Bras Are Saving Injured Turtles
Turtles' shells get cracked in a variety of ways, from run-ins with cars to lawn mowers to mutated punk rocker warthogs and rhinos. This is absolutely life-threatening for them, so wildlife rescue groups do their best to patch them up. Good ol' glue and tape are usually the first line of treatment, but larger cracks can be difficult to repair efficiently ... unless you happen to have a bunch of old bras laying around.
You see, in a turn of events worthy of some ridiculous '90s adventure game, it seems that glued bra clasps do a pretty good job of wiring cracked turtle shell pieces together so they can heal. Yes, people's worn-out double Ds are doing double duty as turtle bandages. This also ensures this crack can never be reopened by 98% of horny teenagers.

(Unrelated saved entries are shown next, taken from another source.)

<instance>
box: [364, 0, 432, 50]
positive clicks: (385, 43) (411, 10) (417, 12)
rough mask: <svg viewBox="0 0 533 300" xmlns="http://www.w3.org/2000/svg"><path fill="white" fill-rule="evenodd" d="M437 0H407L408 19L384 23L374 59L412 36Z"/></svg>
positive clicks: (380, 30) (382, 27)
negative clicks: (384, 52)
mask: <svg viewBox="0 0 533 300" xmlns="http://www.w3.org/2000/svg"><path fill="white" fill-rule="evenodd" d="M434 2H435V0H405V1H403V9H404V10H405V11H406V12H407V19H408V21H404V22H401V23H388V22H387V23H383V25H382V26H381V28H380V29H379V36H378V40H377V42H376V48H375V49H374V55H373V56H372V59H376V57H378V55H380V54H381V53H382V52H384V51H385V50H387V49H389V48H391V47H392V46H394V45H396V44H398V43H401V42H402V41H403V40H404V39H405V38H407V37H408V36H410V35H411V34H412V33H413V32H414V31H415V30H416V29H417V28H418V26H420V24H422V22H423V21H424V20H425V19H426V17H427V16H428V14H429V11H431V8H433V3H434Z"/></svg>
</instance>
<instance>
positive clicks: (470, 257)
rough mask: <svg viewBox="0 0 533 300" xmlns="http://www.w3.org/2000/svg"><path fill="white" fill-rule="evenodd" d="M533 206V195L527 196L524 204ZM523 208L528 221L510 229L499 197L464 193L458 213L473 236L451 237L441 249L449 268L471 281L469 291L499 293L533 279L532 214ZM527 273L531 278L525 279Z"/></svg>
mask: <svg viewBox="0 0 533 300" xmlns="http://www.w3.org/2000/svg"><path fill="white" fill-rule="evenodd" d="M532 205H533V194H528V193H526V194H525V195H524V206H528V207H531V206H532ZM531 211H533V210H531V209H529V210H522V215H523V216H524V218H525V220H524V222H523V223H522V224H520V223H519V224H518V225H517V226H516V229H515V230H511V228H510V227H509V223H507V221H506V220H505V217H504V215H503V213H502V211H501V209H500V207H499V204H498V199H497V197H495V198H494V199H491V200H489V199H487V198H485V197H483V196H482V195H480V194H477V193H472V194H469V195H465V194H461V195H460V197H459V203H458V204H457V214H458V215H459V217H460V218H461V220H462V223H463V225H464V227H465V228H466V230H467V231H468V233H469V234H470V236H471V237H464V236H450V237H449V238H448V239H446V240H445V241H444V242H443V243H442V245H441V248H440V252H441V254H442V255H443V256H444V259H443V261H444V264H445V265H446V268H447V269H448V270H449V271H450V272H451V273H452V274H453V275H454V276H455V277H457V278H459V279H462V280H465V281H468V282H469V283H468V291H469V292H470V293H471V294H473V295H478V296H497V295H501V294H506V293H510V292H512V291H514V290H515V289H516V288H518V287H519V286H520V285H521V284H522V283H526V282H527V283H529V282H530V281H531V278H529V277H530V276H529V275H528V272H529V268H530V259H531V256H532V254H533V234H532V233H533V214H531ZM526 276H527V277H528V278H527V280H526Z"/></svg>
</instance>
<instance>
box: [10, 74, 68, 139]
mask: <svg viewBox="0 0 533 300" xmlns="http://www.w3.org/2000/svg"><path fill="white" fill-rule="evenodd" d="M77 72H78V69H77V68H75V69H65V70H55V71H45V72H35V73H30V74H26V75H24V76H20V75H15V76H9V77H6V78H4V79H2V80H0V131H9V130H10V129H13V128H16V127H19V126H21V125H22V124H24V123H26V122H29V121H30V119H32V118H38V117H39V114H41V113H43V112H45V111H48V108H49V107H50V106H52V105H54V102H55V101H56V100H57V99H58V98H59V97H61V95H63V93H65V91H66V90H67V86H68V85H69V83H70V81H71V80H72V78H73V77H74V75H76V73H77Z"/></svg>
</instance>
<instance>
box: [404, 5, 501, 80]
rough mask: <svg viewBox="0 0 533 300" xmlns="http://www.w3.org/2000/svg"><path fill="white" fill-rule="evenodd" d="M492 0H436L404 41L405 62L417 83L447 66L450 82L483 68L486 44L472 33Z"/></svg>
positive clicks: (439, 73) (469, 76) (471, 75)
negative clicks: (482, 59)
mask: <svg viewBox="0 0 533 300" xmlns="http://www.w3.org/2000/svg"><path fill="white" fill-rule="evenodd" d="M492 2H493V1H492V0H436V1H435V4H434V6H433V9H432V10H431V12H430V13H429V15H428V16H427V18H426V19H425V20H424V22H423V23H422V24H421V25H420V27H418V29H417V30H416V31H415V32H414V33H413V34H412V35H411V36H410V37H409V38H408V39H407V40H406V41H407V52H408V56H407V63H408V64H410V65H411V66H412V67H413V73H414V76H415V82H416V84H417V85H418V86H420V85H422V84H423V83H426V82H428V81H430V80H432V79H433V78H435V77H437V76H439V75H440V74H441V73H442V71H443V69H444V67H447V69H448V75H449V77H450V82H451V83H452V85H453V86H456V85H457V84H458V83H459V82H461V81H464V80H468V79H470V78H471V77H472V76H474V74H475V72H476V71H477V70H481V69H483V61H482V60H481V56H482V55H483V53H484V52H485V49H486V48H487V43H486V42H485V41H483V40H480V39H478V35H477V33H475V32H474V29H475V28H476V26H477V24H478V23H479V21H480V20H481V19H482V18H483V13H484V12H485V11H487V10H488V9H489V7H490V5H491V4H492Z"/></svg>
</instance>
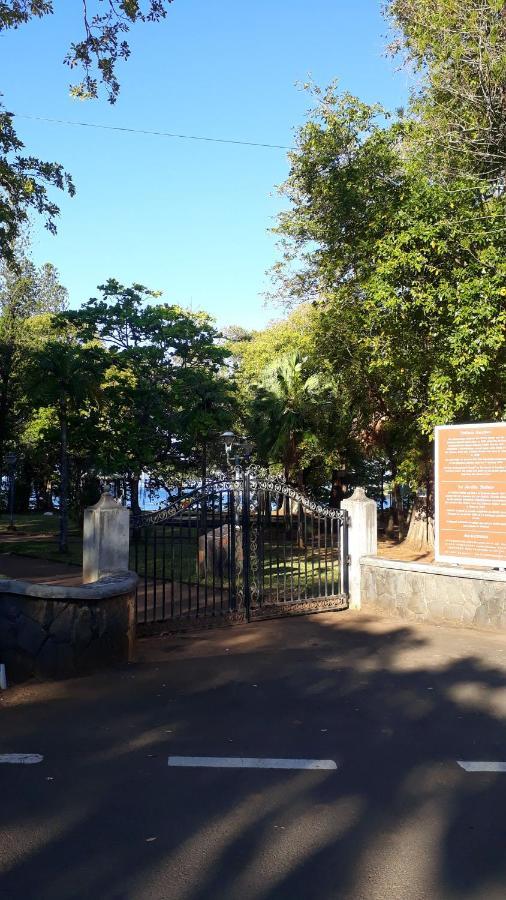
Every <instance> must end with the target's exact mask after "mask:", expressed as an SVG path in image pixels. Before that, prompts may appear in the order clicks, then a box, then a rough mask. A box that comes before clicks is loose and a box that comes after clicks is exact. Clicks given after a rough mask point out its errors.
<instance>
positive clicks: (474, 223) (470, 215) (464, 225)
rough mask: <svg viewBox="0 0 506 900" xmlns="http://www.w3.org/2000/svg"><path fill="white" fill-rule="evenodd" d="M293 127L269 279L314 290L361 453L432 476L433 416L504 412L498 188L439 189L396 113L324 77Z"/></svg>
mask: <svg viewBox="0 0 506 900" xmlns="http://www.w3.org/2000/svg"><path fill="white" fill-rule="evenodd" d="M318 101H319V102H318V105H317V107H316V109H315V111H314V112H313V114H312V115H311V116H310V118H309V121H308V122H307V123H306V124H305V125H304V126H303V127H302V128H301V130H300V132H299V136H298V149H297V150H296V151H295V152H293V153H292V154H291V171H290V176H289V179H288V181H287V182H286V184H285V185H284V186H283V193H284V194H285V196H286V197H287V198H288V200H289V201H290V208H289V209H288V210H286V211H285V212H283V213H282V214H281V215H280V217H279V224H278V229H277V231H278V234H280V235H281V237H282V239H283V242H284V243H283V250H284V257H283V262H282V263H281V264H280V265H279V266H278V267H277V270H276V275H277V276H278V279H279V290H280V293H281V294H282V295H283V297H284V298H285V299H286V298H288V300H289V301H291V302H292V303H294V302H295V303H296V302H297V301H300V300H301V299H302V300H306V299H307V297H308V296H310V297H312V298H313V300H314V302H315V303H316V304H317V308H318V310H319V325H318V327H317V338H316V342H317V345H318V347H319V352H320V354H321V358H322V360H326V361H327V363H328V364H329V366H330V368H331V370H332V372H333V376H334V379H335V384H336V387H337V390H338V393H339V395H340V396H341V397H342V398H343V399H344V402H345V403H346V405H347V406H348V408H350V409H351V410H353V423H352V429H353V432H354V434H355V435H356V437H357V439H358V440H359V441H360V442H361V443H362V446H363V447H364V450H366V451H368V452H369V453H373V452H374V453H376V452H380V451H381V452H384V453H386V454H387V456H388V458H389V465H390V469H391V471H392V473H393V474H394V477H395V476H397V477H398V478H407V477H408V476H409V479H410V481H411V483H412V484H413V486H417V485H424V484H425V483H427V481H428V480H430V472H431V468H432V467H431V460H432V452H431V444H430V439H431V435H432V430H433V427H434V425H436V424H440V423H442V422H448V421H466V420H469V419H470V420H480V419H498V418H501V416H502V415H504V396H505V392H504V387H505V370H504V362H505V323H506V318H505V317H506V307H505V303H504V297H505V295H506V268H505V263H504V259H505V255H504V250H505V233H504V231H503V230H502V229H501V228H500V227H499V228H498V227H497V225H498V223H499V222H501V206H500V201H499V199H497V198H492V199H490V200H489V202H488V203H487V204H486V205H485V204H484V203H483V199H482V195H481V190H480V183H479V181H477V182H476V183H475V191H474V194H471V193H470V191H469V187H470V182H469V180H466V182H465V187H466V190H462V191H459V190H458V188H459V187H461V186H462V183H459V182H456V183H455V192H454V193H451V194H450V193H449V192H448V190H446V189H445V188H443V187H440V186H438V184H436V183H435V182H434V181H432V180H429V179H427V178H426V177H425V176H424V174H423V173H422V172H421V171H420V169H419V167H417V165H416V164H414V163H412V162H411V159H410V157H409V156H408V155H407V153H406V147H405V144H404V139H405V135H406V128H407V127H409V126H406V125H405V124H404V123H403V122H400V123H394V124H393V125H390V126H388V127H385V116H384V113H382V111H381V110H380V109H378V108H377V107H370V106H366V105H365V104H362V103H360V102H359V101H357V100H356V99H355V98H352V97H350V96H349V95H343V96H339V95H338V94H337V93H336V92H335V90H334V88H333V87H331V88H330V89H329V90H328V91H327V92H326V93H324V94H321V93H318Z"/></svg>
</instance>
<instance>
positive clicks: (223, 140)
mask: <svg viewBox="0 0 506 900" xmlns="http://www.w3.org/2000/svg"><path fill="white" fill-rule="evenodd" d="M12 115H13V116H15V117H16V118H17V119H29V120H30V121H32V122H50V123H51V124H53V125H74V126H77V127H79V128H101V129H103V130H105V131H124V132H128V133H129V134H151V135H154V136H155V137H169V138H177V139H179V140H182V141H207V142H208V143H211V144H237V145H238V146H240V147H265V148H267V149H268V150H293V149H294V148H293V147H288V146H287V145H285V144H264V143H260V142H259V141H238V140H234V139H233V138H211V137H206V136H205V135H201V134H177V133H176V132H172V131H151V130H149V129H147V128H126V127H125V126H121V125H99V124H98V123H97V122H72V121H70V120H67V119H48V118H46V117H45V116H25V115H23V114H21V113H12Z"/></svg>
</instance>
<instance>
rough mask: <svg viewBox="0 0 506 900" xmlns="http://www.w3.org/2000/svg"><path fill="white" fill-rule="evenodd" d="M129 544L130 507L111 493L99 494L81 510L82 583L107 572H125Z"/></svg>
mask: <svg viewBox="0 0 506 900" xmlns="http://www.w3.org/2000/svg"><path fill="white" fill-rule="evenodd" d="M129 545H130V510H129V509H126V507H124V506H121V504H120V503H118V501H117V500H115V499H114V497H111V495H110V494H107V493H105V494H102V496H101V498H100V500H99V501H98V503H95V506H90V507H88V509H86V510H85V511H84V533H83V583H84V584H89V583H90V582H91V581H97V579H98V578H100V577H101V576H102V575H105V574H107V573H108V572H127V571H128V562H129V549H130V547H129Z"/></svg>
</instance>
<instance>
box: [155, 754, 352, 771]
mask: <svg viewBox="0 0 506 900" xmlns="http://www.w3.org/2000/svg"><path fill="white" fill-rule="evenodd" d="M168 765H169V766H183V767H188V768H211V769H328V770H334V769H337V763H335V762H334V760H333V759H265V758H263V757H254V756H169V758H168Z"/></svg>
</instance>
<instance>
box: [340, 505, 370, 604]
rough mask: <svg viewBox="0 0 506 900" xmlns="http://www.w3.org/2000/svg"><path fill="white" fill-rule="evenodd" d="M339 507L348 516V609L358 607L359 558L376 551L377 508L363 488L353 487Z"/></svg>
mask: <svg viewBox="0 0 506 900" xmlns="http://www.w3.org/2000/svg"><path fill="white" fill-rule="evenodd" d="M341 508H342V509H345V510H347V512H348V514H349V517H350V527H349V531H348V553H349V557H350V567H349V581H350V609H360V606H361V603H360V558H361V557H362V556H374V555H375V554H376V553H377V552H378V510H377V506H376V503H375V501H374V500H370V499H369V498H368V497H367V495H366V493H365V491H364V489H363V488H355V490H354V492H353V494H352V496H351V497H348V499H347V500H343V501H342V503H341Z"/></svg>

After the shell has healed, caretakers sand down the leftover adhesive and remove the wire and bra clasps -- a step the turtles probably refer to as "second base." The almost-good-as-new turtles are then returned to the wild, blissfully ignorant of the massive debt they owe to some old underwear. (Has this been Victoria's secret all along?)
The idea was popularized when a wildlife rehabilitation sanctuary in rural Iowa asked the internet for old bra clasps to mend some broken turtles, and the post went viral. In fact, they were soon drowning in bras (even more than wildlife rehab workers normally are, we mean), and had to ask people to stop sending them. Other animal rescue centers around America and the world began doing the same thing, with equally overwhelming results. If there's one thing people like more than helping animals, that's helping animals while getting rid of their junk.
Old Smartphones Help Protect Rainforests
Most people dispose of their old smartphone by giving it to a parent who has no idea how to use it or a toddler who could probably use it to hack NORAD. But some phones find a higher calling after their days of sexting and toilet-reading comedy websites. (That's right, Brad. We know.) Instead of being trashed or put in a drawer until the end of time, they embark on a new and noble mission: saving rainforests from illegal logging.
After stumbling upon a rogue logger with a chainsaw while hiking in a remote area of Indonesia, San Francisco engineer Topher White had an idea. And no, it wasn't "Maybe I'll just go to the park next time." Determined to create some sort of device that could detect loggers and notify authorities of their location, White grabbed some old cellphones and McGyvered them into solar-powered devices capable of detecting the sound of chainsaws. After only two days of testing, his prototype had caught a bunch of men acting like tools with their tools.